Cumhurbaşkanlığı Hukuk Politikaları Kurulunun 08.05.2020 tarihli açıklaması dikkatlice okunduğunda akıllara “buz dolabına kaldırılan açılım süreci” güncellenerek yeniden önümüze mi getirilmek isteniyor sorusunu getiriyor. 

Zira metin anayasamızın 6, 7, 9, 41, 66, 70, 76, 101. Maddeleri ile açıkça çelişmektedir. Bu maddelerde “Türk Milleti” kimliğine vurgu yapılarak Türkiye Cumhuriyetini oluşturan “toplum”un milli kimliği açıkça belirtilmiştir. Bu durum daha önceki anayasa metinlerinde de açıkça belirtilmiştir.

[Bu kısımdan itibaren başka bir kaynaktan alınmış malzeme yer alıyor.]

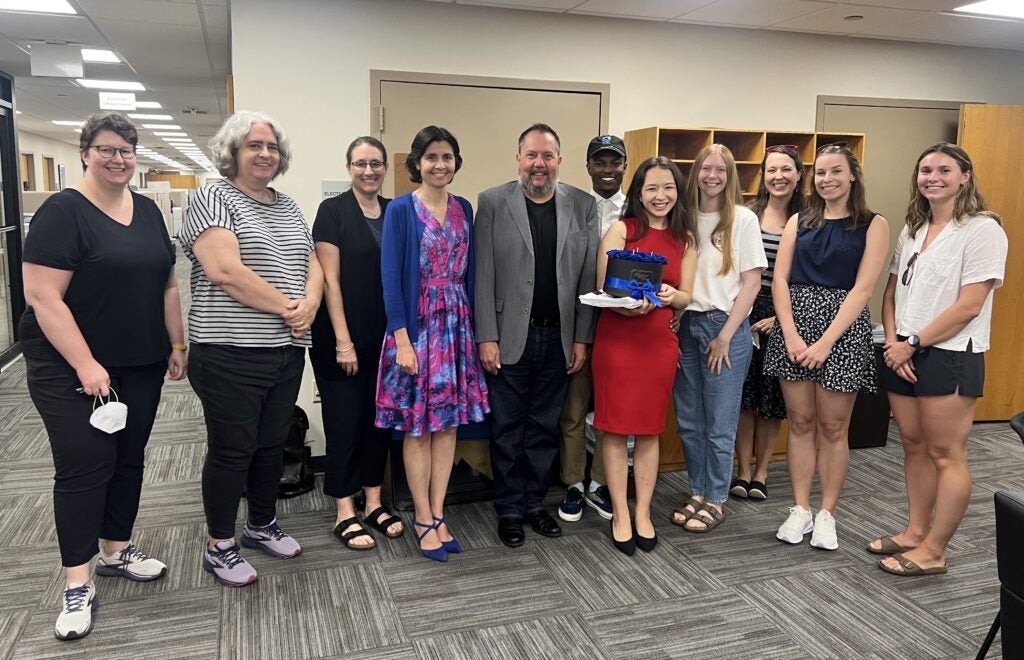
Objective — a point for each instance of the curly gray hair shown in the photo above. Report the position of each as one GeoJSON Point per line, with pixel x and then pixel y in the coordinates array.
{"type": "Point", "coordinates": [230, 136]}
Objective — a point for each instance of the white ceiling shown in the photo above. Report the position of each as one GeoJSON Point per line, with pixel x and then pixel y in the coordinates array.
{"type": "Point", "coordinates": [178, 49]}
{"type": "Point", "coordinates": [923, 20]}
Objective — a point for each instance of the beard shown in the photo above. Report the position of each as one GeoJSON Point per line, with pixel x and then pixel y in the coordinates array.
{"type": "Point", "coordinates": [537, 190]}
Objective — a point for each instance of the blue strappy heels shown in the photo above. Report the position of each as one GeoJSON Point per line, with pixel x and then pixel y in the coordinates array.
{"type": "Point", "coordinates": [438, 554]}
{"type": "Point", "coordinates": [453, 546]}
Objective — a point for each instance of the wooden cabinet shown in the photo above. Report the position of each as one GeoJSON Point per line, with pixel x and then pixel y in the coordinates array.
{"type": "Point", "coordinates": [748, 146]}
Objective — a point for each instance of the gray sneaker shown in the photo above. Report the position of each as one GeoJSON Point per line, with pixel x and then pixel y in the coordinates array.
{"type": "Point", "coordinates": [131, 563]}
{"type": "Point", "coordinates": [271, 540]}
{"type": "Point", "coordinates": [76, 615]}
{"type": "Point", "coordinates": [227, 566]}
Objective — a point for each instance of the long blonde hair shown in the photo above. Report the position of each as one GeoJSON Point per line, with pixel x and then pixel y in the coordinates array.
{"type": "Point", "coordinates": [969, 200]}
{"type": "Point", "coordinates": [721, 235]}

Ülkemizdeki etnisite ve etnik ayrılıkların sürekli gündeme getirilerek Sevr yeniden mi sahneye konmak isteniyor sorusu da akıllara gelmiyor değil.

Ahmet KORGALI:

Gerek Türk ocaklarının gerekse Aydınlar ocağının cumhurbaşkanlığı hukuk politikaları kurulunun genelgesiyle ilgili goruslerine aynen katılıyorum, o kurulu kınıyorum. Yeni bir açılım sürecinin ön hazırlıkları yapılıyor gibi geliyor bana. Ülkücüler ve milliyetçiler olarak teyakkuz halinde olmalıyız malum su uyur düşman uyumaz.

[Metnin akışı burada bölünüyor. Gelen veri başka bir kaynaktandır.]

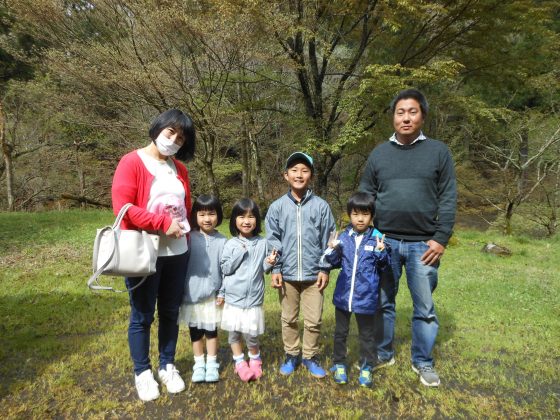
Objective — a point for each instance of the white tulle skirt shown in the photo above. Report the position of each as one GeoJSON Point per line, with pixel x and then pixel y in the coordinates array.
{"type": "Point", "coordinates": [247, 321]}
{"type": "Point", "coordinates": [204, 315]}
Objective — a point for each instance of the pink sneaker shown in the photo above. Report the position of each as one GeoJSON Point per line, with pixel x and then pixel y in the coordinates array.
{"type": "Point", "coordinates": [256, 367]}
{"type": "Point", "coordinates": [244, 372]}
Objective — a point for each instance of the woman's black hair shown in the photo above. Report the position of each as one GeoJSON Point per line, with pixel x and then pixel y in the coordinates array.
{"type": "Point", "coordinates": [411, 94]}
{"type": "Point", "coordinates": [240, 208]}
{"type": "Point", "coordinates": [361, 201]}
{"type": "Point", "coordinates": [180, 122]}
{"type": "Point", "coordinates": [206, 202]}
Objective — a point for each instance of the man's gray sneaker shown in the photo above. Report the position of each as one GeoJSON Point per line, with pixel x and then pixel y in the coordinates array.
{"type": "Point", "coordinates": [428, 375]}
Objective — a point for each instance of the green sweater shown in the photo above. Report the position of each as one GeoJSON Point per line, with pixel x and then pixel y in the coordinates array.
{"type": "Point", "coordinates": [414, 189]}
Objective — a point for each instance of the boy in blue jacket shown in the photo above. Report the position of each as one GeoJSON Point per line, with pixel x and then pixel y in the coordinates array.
{"type": "Point", "coordinates": [360, 252]}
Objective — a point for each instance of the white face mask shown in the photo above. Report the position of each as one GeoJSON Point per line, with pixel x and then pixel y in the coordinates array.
{"type": "Point", "coordinates": [166, 146]}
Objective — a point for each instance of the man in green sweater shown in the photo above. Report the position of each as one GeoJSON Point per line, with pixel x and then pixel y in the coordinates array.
{"type": "Point", "coordinates": [412, 178]}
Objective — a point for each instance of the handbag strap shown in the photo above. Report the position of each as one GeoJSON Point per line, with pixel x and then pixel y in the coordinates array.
{"type": "Point", "coordinates": [116, 226]}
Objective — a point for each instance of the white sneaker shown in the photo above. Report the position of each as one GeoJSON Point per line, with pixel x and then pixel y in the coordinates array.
{"type": "Point", "coordinates": [146, 386]}
{"type": "Point", "coordinates": [171, 379]}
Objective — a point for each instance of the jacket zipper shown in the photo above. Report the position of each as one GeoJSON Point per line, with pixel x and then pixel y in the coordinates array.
{"type": "Point", "coordinates": [300, 264]}
{"type": "Point", "coordinates": [354, 267]}
{"type": "Point", "coordinates": [250, 283]}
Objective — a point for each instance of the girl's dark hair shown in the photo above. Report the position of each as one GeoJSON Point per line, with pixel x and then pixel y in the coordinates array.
{"type": "Point", "coordinates": [411, 94]}
{"type": "Point", "coordinates": [206, 202]}
{"type": "Point", "coordinates": [361, 201]}
{"type": "Point", "coordinates": [180, 122]}
{"type": "Point", "coordinates": [240, 208]}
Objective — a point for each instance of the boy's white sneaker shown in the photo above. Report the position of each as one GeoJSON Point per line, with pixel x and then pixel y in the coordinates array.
{"type": "Point", "coordinates": [171, 379]}
{"type": "Point", "coordinates": [146, 386]}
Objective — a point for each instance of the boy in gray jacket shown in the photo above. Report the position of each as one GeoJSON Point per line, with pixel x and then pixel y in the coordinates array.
{"type": "Point", "coordinates": [298, 226]}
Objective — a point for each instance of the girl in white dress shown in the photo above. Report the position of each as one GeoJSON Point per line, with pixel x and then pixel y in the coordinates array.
{"type": "Point", "coordinates": [200, 310]}
{"type": "Point", "coordinates": [244, 262]}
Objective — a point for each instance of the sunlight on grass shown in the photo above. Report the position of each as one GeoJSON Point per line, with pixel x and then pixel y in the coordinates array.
{"type": "Point", "coordinates": [497, 350]}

            Esat BÜTÜN (Eski Kahramanmaraş Milletvekili):

Cumhurbaşkanlığı hukuk kurumu bu açıklamada özellikle Türk adını kullanmıyor. Ne demek Türkiye demokratik halk, ne demek çok kimlik? Özellikle Türk milleti milli kimliğini kullanmıyor.

Herkes şunu iyi bilmeli bu devletin adı Türk, bu vatanın adı Türk, bu bayrağın adı Türk, bu milletin adı Türk’tür. Nereden gelirse gelsin, alt kimliği, ne hissettiği hiç önemli değil; bu ilkeleri kabul eden ve bu vatanda yaşayan herkes Türktür.

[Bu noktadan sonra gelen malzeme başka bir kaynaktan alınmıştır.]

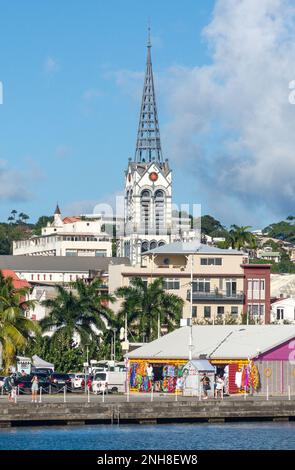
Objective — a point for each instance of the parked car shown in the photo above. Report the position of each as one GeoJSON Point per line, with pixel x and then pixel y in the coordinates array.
{"type": "Point", "coordinates": [59, 380]}
{"type": "Point", "coordinates": [100, 382]}
{"type": "Point", "coordinates": [78, 380]}
{"type": "Point", "coordinates": [109, 382]}
{"type": "Point", "coordinates": [24, 383]}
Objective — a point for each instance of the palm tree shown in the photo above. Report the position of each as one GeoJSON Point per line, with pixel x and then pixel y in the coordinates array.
{"type": "Point", "coordinates": [78, 310]}
{"type": "Point", "coordinates": [239, 236]}
{"type": "Point", "coordinates": [15, 329]}
{"type": "Point", "coordinates": [148, 306]}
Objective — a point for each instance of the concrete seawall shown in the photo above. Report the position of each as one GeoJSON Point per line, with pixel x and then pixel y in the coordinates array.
{"type": "Point", "coordinates": [144, 412]}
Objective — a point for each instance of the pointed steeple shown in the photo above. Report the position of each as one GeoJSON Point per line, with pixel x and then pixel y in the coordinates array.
{"type": "Point", "coordinates": [148, 145]}
{"type": "Point", "coordinates": [57, 210]}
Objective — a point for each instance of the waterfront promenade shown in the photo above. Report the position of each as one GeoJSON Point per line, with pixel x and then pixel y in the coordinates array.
{"type": "Point", "coordinates": [115, 409]}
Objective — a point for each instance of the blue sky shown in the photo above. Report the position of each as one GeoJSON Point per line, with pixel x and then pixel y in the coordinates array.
{"type": "Point", "coordinates": [72, 79]}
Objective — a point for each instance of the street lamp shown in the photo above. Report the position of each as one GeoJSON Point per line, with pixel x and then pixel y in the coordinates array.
{"type": "Point", "coordinates": [114, 351]}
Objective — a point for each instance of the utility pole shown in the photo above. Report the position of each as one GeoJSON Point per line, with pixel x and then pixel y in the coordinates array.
{"type": "Point", "coordinates": [191, 311]}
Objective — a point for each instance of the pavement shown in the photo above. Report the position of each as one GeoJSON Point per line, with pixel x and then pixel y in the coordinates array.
{"type": "Point", "coordinates": [133, 397]}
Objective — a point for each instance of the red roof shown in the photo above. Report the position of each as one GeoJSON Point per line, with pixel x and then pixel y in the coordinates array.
{"type": "Point", "coordinates": [70, 220]}
{"type": "Point", "coordinates": [17, 282]}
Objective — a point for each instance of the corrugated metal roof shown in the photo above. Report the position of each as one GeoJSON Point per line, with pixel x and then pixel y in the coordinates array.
{"type": "Point", "coordinates": [201, 365]}
{"type": "Point", "coordinates": [217, 342]}
{"type": "Point", "coordinates": [59, 263]}
{"type": "Point", "coordinates": [193, 247]}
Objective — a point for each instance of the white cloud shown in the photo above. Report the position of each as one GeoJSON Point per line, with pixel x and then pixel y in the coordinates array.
{"type": "Point", "coordinates": [50, 65]}
{"type": "Point", "coordinates": [233, 125]}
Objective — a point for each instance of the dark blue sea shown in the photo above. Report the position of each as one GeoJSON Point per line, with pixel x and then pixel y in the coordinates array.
{"type": "Point", "coordinates": [169, 437]}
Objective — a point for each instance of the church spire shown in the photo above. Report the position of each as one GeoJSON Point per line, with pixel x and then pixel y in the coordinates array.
{"type": "Point", "coordinates": [148, 145]}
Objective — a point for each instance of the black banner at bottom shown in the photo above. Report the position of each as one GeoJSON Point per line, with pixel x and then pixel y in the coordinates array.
{"type": "Point", "coordinates": [134, 459]}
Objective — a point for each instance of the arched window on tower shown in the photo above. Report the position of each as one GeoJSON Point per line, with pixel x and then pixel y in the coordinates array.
{"type": "Point", "coordinates": [144, 246]}
{"type": "Point", "coordinates": [127, 206]}
{"type": "Point", "coordinates": [159, 211]}
{"type": "Point", "coordinates": [145, 207]}
{"type": "Point", "coordinates": [153, 244]}
{"type": "Point", "coordinates": [131, 208]}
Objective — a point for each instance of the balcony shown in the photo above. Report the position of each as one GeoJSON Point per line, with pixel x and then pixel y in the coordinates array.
{"type": "Point", "coordinates": [218, 296]}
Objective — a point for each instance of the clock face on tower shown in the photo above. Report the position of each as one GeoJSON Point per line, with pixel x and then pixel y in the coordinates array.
{"type": "Point", "coordinates": [153, 176]}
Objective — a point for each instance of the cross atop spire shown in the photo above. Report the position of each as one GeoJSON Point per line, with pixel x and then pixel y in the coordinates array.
{"type": "Point", "coordinates": [148, 145]}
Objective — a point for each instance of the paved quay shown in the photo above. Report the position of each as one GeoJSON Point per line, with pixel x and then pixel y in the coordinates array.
{"type": "Point", "coordinates": [141, 409]}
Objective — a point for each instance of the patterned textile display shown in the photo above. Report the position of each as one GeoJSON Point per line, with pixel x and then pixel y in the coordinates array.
{"type": "Point", "coordinates": [254, 376]}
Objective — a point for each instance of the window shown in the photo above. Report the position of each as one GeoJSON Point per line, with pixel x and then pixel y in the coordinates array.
{"type": "Point", "coordinates": [159, 210]}
{"type": "Point", "coordinates": [280, 314]}
{"type": "Point", "coordinates": [207, 312]}
{"type": "Point", "coordinates": [71, 253]}
{"type": "Point", "coordinates": [231, 288]}
{"type": "Point", "coordinates": [201, 285]}
{"type": "Point", "coordinates": [211, 261]}
{"type": "Point", "coordinates": [144, 246]}
{"type": "Point", "coordinates": [145, 210]}
{"type": "Point", "coordinates": [153, 244]}
{"type": "Point", "coordinates": [234, 311]}
{"type": "Point", "coordinates": [171, 284]}
{"type": "Point", "coordinates": [100, 253]}
{"type": "Point", "coordinates": [220, 310]}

            Türk Milletinin egemenliği yasama, yürütme ve yargı organları tarafından “Türk Milleti Adına” kullanılır. Yasama, yürütme ve yargı erkleri birbirinden bağımsızdır. Anayasamızın temel ilkesi “Güçler Ayrılığı”dır. Yasam, yürütme ve yargı erklerinin tek elde toplanması “güçler ayrılığı” ilkesinin yok sayılması demektir. Devleti kuran irade Türk Milletidir. Bu irade yok sayılamaz. “Egemenlik Hakkı” kanla alınmıştır. Bu iradeyi hiç bir güç yok sayamaz ve değiştiremez. Cumhurbaşkanlığı Hukuk Politikaları Kurulu Bildirisinin iki sayfasının hiç bir yerinde “Türk Milleti” veya “Türk” yok. Onlar Türk Milletini tanımıyorlar. Bu düşüncede olanlar “bedevil kültürü”nden etkilenmişler. Kızlarına ad verirken “Rabia”, “Saniye”, “Vahide”. Türk Milleti herkese, dünya aleme “erk”in ne demek olduğunu ve kimde olduğunu tanıtacak inşallah. Diyelimki Almanyada göçmenler çoğunluğu sağladı bu ülkenin adı veya milletin adı değişecek mi? Seçim şekli veya sistemi başka birşey. İster halk seçsin, ister TBMM seçsin.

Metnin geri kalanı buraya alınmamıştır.